Poradnik dla praktyków biznesu
Firma-Ludzie-Zyski
Kazimierz F. Nalepa
Blogi:

Problemy i Rozwiązania – proporcje sukcesu

Klient: „Wczoraj spotkałam osobę, która była w naprawdę dobrej formie. Miałam wtedy jasne i wyraźne doświadczenie tego, że nasza forma wyraźnie się różni na moją niekorzyść. Z jednej strony było mi przyjemnie i inspirująco obserwować i doświadczać autentycznie wysokiej formy rozmówcy, a z drugiej struny doświadczałam wyraźniej tego, że jeszcze w takiej formie nie jestem.

Uświadomiłam sobie, że ciągle tkwię w świecie częściowo rozwiązanych problemów. Za mało czasu i energii przeznaczam na generowanie rozwiązań, których chcę i potrzebuję, a za dużo na doświadczanie problemów w ich wewnętrznych oraz zewnętrznym wymiarze. To że te problemy, które są absorbują moją uwagę jest zrozumiałe. To lepiej niż bym je ignorowała.Jednak trwa już to zbyt długo i coraz bardziej uważam, że czas bym przyspieszyła moje tempo zmian.

Przy tej okazji zauważyłam także, że ciągle nie jestem do końca zdecydowana na to, aby opuścić świat starych uwarunkowań i żyć w nowy, pełen jakości sposób. W świecie nowych standardów działania i nowych osiągnięć bywam już co jakiś czas. Jednak są to ciągle wizyty a nie stały pobyt.”

To trafne uwagi. Aktualnie masz rozłożoną uwagę i idące za nią działanie w następującej proporcji:                                      Problemy 80% – 20% Rozwiązania. To, co opisywałaś jest bardzo trafne. Znakomitą większość swoich środków przeznaczasz na bycie w świecie starych rozwiązań (problemy) i na zajmowanie się tym, co tam jest. Jest to co prawda skuteczne, ale nie jest bardzo skuteczne. I tu tkwi punkt zwrotny.
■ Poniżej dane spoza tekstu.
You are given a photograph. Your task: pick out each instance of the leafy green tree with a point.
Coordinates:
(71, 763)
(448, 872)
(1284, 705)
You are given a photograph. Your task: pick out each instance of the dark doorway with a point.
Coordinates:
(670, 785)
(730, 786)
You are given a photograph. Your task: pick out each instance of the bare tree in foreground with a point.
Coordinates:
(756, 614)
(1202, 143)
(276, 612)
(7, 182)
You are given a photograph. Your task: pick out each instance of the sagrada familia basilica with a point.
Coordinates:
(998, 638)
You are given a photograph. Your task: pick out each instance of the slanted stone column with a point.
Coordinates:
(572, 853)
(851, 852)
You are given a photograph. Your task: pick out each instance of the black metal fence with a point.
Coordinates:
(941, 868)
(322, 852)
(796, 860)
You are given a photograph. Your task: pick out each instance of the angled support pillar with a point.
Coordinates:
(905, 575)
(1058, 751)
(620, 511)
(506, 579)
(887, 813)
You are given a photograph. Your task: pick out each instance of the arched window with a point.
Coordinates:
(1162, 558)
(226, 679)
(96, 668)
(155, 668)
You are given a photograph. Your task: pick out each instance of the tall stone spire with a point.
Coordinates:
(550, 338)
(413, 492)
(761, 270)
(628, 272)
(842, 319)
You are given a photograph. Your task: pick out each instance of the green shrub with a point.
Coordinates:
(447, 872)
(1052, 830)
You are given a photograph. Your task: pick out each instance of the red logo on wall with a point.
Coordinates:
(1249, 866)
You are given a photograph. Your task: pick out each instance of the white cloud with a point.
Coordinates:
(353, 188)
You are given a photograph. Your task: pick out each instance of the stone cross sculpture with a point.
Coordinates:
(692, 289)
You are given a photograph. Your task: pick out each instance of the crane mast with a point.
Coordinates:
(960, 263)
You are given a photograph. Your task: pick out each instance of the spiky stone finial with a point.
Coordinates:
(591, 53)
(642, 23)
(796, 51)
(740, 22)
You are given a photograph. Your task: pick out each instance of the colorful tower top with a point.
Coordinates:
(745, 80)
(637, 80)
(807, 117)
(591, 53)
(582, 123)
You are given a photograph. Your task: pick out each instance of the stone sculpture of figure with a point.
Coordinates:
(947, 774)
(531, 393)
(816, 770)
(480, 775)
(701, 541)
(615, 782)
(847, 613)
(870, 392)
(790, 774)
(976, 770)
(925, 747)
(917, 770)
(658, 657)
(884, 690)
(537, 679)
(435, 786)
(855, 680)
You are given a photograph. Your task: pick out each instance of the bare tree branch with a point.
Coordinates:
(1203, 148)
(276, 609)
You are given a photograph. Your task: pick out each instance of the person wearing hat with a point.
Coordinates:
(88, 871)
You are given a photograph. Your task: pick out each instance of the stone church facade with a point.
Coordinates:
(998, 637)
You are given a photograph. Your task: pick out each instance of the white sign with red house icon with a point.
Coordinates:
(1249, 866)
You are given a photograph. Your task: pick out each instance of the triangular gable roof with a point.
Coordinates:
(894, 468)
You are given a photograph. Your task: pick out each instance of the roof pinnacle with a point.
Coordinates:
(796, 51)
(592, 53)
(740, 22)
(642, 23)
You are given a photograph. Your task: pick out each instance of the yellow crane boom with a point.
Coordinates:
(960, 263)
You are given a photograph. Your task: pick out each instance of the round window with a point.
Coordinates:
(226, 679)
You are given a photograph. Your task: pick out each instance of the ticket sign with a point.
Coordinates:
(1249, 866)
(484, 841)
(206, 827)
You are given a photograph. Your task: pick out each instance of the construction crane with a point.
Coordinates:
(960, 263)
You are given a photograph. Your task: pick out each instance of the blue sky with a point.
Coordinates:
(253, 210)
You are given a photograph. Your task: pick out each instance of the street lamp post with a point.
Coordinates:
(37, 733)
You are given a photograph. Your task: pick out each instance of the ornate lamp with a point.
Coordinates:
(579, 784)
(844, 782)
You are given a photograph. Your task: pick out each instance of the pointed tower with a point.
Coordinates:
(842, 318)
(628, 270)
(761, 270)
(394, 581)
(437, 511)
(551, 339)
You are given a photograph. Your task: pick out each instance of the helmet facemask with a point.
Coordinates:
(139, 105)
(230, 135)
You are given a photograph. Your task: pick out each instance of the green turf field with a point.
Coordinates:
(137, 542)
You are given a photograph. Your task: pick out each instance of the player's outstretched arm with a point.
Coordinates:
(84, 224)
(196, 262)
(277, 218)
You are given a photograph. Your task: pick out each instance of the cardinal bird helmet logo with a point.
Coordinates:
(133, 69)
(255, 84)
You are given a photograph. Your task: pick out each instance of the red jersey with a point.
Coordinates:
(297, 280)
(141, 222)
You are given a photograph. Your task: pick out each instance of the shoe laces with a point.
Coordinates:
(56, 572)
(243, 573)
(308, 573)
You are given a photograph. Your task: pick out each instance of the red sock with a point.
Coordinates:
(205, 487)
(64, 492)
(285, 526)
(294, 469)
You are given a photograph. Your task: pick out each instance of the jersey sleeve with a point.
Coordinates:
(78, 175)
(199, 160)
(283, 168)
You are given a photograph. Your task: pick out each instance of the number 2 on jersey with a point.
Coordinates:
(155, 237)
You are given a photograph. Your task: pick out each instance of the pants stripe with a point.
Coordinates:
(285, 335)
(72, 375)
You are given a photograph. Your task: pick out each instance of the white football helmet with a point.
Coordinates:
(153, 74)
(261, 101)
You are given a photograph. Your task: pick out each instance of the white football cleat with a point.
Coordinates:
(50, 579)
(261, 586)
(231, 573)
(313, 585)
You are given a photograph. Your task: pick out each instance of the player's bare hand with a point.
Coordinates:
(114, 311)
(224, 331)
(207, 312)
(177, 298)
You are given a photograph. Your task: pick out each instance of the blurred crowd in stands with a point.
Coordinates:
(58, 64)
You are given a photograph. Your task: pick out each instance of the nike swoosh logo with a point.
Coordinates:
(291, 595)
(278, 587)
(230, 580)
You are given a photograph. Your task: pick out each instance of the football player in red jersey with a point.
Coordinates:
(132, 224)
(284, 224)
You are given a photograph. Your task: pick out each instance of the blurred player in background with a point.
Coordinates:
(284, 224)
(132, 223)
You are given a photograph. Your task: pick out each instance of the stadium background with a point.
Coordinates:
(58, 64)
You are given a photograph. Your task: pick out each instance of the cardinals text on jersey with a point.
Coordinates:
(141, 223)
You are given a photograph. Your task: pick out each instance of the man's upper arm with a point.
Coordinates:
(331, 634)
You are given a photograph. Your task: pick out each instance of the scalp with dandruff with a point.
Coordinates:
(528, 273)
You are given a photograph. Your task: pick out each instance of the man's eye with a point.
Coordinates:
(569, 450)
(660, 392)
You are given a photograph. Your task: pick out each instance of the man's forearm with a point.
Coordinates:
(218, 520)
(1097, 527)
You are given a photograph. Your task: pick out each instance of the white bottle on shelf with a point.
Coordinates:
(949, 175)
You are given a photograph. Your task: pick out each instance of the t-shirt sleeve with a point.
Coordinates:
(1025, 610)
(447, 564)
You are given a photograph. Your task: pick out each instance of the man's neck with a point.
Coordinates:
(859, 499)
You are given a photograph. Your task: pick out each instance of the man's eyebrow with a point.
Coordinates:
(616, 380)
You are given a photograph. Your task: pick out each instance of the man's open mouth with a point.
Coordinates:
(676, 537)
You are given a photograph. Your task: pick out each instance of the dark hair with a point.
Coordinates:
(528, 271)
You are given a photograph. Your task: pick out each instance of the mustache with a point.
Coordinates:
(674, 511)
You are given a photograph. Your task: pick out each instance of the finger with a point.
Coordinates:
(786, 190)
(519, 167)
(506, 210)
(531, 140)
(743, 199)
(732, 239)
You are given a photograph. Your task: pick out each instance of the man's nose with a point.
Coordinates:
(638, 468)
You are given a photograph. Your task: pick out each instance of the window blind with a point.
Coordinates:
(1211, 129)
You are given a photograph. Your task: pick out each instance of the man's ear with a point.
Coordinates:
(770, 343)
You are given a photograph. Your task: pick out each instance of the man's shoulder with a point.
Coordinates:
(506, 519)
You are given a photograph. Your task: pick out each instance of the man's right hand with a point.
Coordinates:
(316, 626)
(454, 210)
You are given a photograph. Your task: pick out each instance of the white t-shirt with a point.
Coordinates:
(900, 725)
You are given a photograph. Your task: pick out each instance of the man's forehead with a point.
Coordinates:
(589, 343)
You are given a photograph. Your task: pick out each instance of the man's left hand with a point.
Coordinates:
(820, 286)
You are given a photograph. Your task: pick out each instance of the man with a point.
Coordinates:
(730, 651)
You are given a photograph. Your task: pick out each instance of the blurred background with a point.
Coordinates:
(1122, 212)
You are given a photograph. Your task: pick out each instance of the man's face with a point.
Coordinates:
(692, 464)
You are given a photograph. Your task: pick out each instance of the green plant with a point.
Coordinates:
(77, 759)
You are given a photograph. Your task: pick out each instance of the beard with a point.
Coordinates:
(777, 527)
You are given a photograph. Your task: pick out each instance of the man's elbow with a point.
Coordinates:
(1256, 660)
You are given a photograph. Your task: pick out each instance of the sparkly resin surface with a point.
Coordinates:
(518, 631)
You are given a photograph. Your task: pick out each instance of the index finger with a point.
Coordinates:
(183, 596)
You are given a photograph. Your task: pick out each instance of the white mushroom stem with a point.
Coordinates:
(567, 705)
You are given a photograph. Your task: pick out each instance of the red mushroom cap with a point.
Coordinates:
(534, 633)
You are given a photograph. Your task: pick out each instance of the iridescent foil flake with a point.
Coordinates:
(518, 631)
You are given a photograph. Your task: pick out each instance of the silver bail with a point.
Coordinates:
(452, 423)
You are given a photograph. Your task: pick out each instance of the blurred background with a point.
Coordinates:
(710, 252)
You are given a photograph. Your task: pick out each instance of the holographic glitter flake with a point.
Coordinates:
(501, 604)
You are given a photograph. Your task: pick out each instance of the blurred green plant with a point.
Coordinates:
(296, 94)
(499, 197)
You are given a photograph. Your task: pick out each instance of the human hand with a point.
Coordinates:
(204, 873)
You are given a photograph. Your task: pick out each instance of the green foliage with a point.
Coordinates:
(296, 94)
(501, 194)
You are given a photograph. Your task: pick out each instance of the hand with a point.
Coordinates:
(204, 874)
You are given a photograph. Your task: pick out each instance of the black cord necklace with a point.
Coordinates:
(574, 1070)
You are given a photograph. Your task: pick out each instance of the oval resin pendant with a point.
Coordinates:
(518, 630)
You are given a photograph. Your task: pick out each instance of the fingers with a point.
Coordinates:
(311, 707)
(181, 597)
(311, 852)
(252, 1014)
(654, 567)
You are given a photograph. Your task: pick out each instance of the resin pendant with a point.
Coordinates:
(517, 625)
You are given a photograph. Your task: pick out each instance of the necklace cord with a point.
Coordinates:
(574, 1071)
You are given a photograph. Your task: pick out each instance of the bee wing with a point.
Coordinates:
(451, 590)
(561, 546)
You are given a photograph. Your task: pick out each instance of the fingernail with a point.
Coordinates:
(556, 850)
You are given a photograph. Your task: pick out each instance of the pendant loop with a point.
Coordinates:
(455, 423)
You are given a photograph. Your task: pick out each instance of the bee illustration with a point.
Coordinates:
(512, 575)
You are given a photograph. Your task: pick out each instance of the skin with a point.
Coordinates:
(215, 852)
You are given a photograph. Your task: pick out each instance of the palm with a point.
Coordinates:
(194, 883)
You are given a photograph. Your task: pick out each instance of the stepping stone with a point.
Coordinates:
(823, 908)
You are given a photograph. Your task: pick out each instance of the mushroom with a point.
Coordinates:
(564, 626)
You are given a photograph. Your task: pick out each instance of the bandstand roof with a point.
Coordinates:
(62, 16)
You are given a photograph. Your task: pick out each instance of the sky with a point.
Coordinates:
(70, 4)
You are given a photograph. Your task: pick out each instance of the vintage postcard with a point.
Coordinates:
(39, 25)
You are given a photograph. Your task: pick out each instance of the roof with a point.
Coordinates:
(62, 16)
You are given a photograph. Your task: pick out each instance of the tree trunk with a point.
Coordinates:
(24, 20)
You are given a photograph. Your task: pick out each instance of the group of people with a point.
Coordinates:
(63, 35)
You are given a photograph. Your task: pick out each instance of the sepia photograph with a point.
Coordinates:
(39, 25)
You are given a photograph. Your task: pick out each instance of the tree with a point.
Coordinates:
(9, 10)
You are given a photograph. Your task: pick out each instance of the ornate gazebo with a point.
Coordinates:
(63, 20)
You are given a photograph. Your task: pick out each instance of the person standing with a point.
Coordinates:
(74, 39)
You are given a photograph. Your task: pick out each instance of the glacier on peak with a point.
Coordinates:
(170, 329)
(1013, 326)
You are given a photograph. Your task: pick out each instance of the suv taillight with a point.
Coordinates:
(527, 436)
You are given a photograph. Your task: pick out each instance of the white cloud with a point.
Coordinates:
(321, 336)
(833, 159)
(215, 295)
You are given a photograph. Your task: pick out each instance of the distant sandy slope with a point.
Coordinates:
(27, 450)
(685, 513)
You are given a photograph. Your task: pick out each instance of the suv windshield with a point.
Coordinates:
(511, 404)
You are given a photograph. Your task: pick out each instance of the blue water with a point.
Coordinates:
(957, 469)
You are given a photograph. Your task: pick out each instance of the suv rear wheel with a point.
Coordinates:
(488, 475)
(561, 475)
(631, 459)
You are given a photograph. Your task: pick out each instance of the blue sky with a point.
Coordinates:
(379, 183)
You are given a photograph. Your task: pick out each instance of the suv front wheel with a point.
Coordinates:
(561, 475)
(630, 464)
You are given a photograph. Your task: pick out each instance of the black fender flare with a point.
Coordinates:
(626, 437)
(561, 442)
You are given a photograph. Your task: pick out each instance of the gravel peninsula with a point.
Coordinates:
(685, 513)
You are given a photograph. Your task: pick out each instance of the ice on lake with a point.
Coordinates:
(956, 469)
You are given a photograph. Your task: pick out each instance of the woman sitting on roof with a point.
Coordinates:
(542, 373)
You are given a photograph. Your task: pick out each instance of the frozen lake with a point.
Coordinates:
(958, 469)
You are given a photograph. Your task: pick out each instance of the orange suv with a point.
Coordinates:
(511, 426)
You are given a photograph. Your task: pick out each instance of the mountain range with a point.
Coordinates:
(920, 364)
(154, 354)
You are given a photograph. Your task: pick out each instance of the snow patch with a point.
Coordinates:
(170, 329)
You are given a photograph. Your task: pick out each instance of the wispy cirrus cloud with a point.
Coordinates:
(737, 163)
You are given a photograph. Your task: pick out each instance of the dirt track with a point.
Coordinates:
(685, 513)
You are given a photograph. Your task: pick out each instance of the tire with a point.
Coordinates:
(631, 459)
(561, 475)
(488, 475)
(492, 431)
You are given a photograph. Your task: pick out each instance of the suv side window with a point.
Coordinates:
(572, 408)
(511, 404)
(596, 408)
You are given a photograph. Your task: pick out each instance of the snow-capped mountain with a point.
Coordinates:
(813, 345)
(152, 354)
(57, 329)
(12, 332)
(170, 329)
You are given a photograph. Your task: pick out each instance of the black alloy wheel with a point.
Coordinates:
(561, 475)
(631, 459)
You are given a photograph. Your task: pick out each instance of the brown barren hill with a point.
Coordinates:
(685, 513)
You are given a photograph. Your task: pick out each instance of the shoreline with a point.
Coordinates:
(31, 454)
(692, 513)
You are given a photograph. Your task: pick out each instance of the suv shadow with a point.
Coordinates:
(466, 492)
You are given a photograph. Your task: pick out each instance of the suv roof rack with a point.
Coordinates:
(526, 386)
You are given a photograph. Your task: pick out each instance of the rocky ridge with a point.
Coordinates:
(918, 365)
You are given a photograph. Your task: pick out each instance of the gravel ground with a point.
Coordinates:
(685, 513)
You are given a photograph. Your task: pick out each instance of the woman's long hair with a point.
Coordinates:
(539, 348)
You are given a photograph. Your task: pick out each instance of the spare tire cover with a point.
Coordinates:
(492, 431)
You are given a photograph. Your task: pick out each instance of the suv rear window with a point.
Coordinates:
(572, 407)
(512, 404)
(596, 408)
W twojej obecnej sytuacji możesz przejść do odwrócenie tych proporcji. Optymalna proporcja dla ciebie obecnie to: Problemy 20% – 80% Rozwiązania. Czyli dokładnie na odwrót.Taka proporcja trafnie ulokowanej aktywności silnie zdynamizuje twój rozwój przyspieszy twoje sukcesy i paradoksalnie przyspieszy rozwiązanie problemów, które i tak musisz rozwiązać by cieszyć się tym, na co się zdecydowałaś.

2 comments:

  1. Kazimierz Nalepa

    To ciekawa uwaga. Dziękuję. Warto jednak rozważyć:
    1. Zmiana nazwy nie oznacza zmiany rzeczywistości a tylko zmiany percepcji.
    2. U różnych ludzi nazwa może być taka sama. Co nie oznacza, że to samo przez nią rozumieją i tak samo na nią reagują.
    3. Nazwa „problem” jest zupełnie neutralnym słowem pokazującym, że jest coś do rozwiązania. To jakie emocje ludzie kojarzą z taką sytuacją do rozwiązania jest już indywidualne.
    4. Jeśli w przypadku wpisu klienta zmienimy nazwy, to nie zmienimy jego wewnętrznego nastawienia (no może troszkę). Tracimy natomiast ostrość ujmowania tego co on naprawdę robi i jak warto mu to zmienić, by zrealizował to, na czym mu naprawdę zależy

    A jeśli chodzi o Wittgensteina to:
    1. jeśli miał na myśli tylko język w warstwie lingwistycznej – to jego świat był bardzo ubogi i rozbudowany tylko w jednym obszarze
    2. jeśli przez język rozumiał także poza lingwistyczne kody, to same słowa nie są aż tak bardzo decydujące o tym „co poeta miał na myśli” kiedy tych słów używał.
    3. prawdziwe życie jest tylko zamaskowanie i zniekształcane słowami.

  2. Janek

    Granice mojego języka oznaczają granice mojego świata (Ludwig Wittgenstein). Polecam zabawę językową: nie ma problemów – są tylko możliwości. Byłabyż to wtedy proporcja 100:???